On the commercial side, the gradual transition to HDTV is progressing at a steady pace. The adoption of 3-D TV by comparison is happening at a rapid and unprecedented clip, says Lennon. The Consumer Electronics Association estimates that a quarter of all televisions will be 3-D capable by 2013. But viewers still will have to peer through special glasses to see the displays properly.

“Getting rid of the glasses is probably the most complex problem to be solved in the area of 3-D TV,” says Lennon.

A number of scientists around the world are working on the problem. Experts predict that breakthroughs in display and imaging technologies are imminent in the coming decade and will make 3-D viewing without glasses a reality.
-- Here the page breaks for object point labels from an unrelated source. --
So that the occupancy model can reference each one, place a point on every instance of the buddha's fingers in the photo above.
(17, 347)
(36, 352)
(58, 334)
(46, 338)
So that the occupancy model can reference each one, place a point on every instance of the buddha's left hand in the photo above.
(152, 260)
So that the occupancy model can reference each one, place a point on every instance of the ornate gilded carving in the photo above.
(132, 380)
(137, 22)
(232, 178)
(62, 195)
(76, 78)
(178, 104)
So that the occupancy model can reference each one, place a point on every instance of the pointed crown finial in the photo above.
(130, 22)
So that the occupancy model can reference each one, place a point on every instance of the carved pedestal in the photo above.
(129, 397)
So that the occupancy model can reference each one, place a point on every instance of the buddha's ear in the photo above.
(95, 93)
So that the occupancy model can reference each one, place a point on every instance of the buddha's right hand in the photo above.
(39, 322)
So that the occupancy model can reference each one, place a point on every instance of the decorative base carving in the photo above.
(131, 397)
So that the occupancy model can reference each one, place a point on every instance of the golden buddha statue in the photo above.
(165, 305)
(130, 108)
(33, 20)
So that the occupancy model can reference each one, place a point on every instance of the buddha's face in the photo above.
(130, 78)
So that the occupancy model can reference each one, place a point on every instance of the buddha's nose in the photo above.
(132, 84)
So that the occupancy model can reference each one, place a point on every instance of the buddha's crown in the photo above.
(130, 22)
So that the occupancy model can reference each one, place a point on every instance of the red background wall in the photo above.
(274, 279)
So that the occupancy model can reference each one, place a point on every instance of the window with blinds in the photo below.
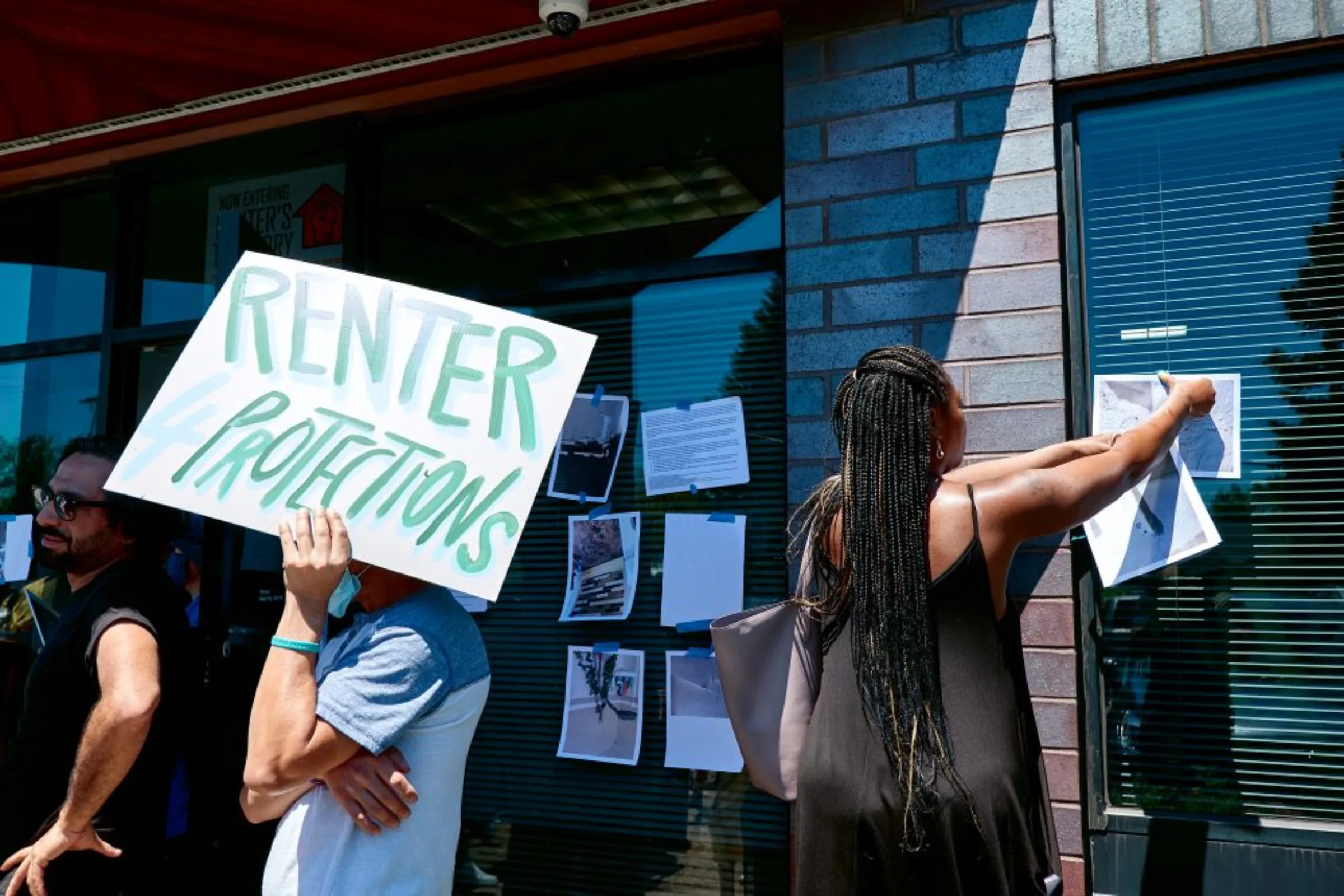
(1214, 242)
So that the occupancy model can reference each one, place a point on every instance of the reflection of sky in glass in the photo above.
(1197, 211)
(53, 396)
(169, 300)
(704, 312)
(41, 301)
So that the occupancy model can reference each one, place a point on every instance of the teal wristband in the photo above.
(301, 647)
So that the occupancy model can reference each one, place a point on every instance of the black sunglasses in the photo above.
(65, 504)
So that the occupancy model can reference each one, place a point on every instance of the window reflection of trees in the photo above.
(1221, 672)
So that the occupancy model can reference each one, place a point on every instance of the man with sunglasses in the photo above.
(86, 780)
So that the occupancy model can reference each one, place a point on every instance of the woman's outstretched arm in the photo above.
(1043, 459)
(1038, 503)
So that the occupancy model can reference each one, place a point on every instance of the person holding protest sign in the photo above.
(86, 778)
(405, 684)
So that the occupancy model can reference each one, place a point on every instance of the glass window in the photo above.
(1214, 242)
(678, 830)
(44, 405)
(54, 260)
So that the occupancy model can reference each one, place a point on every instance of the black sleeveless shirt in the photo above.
(851, 808)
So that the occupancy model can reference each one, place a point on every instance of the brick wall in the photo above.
(1109, 35)
(921, 207)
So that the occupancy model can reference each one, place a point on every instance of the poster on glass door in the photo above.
(300, 214)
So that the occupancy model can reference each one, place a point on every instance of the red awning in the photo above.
(73, 63)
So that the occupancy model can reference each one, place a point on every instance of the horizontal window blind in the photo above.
(548, 825)
(1214, 242)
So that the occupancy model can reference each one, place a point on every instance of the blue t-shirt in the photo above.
(397, 665)
(412, 676)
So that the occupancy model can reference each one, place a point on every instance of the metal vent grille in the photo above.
(340, 76)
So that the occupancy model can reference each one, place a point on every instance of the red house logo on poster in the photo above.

“Glasses-free 3-D TV will be a necessary interim step on the road to live holography,” says Lennon. “They share many of the same challenges.”

In its bid to host the 2022 World Cup, Japan announced that it plans to broadcast the tournament in live holography. It is an ambitious goal, but the nation is exploring the realm of the possible.

Japan’s National Institute of Information and Communications Technology last year demonstrated the world’s first live holography prototype. Research continues on conical screens through which rays of light travel to produce a 3-D image above a tabletop. A team of scientists also is developing a color holography system to capture and display live scenes in real time.

But technological and financial hurdles abound. “There are several of those to get through before you have no TV on the wall and holographic images on a coffee table,” says Lennon.